Metapos.id, Jakarta – Kementerian Sosial (Kemensos) bergerak cepat menyalurkan bantuan logistik sekaligus menyiapkan santunan dan program perbaikan rumah bagi masyarakat yang terdampak bencana longsor di Cisarua, Kabupaten Bandung Barat. Bantuan tersebut dikirim segera setelah kejadian untuk memenuhi kebutuhan mendesak para korban.
Menteri Sosial Saifullah Yusuf atau Gus Ipul menyampaikan bahwa penanganan bencana dilakukan melalui koordinasi antara Kemensos, BNPB, dan pemerintah daerah. Upaya tersebut meliputi penyediaan kebutuhan di lokasi pengungsian, termasuk pendirian dapur umum guna menjamin ketersediaan makanan bagi para penyintas.
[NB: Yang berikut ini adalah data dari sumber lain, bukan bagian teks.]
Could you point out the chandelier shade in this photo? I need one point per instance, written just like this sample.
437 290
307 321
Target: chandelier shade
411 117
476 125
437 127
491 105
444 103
Tak hanya bantuan logistik, pemerintah juga menyiapkan santunan bagi korban meninggal dunia serta warga yang mengalami luka berat. Selain itu, Kemensos akan memberikan dukungan lanjutan berupa bantuan perbaikan rumah yang mengalami kerusakan akibat bencana.
Menurut Gus Ipul, bantuan sosial yang disalurkan bersifat adaptif dan akan langsung digerakkan setiap kali bencana melanda suatu daerah. Prioritas utama Kemensos adalah memastikan tersedianya tempat pengungsian yang layak serta kelancaran operasional dapur umum dengan dukungan logistik yang memadai.
Di sisi lain, proses pencarian korban longsor masih terus berlangsung. Hingga Minggu (25/1/2026), tim evakuasi berhasil menemukan 11 korban meninggal dunia di wilayah Kampung Pasir Kuning dan Pasir Kuda, Desa Pasirlangu, Kecamatan Cisarua.
Sebanyak 79 orang masih dinyatakan hilang, sementara 23 warga dilaporkan selamat.
Dari jumlah korban meninggal yang telah ditemukan, tujuh jenazah berhasil diidentifikasi oleh tim Disaster Victim Identification (DVI) Polda Jawa Barat. Proses identifikasi dilakukan dengan melibatkan tenaga medis dan forensik untuk menjamin ketepatan data serta menjunjung aspek kemanusiaan.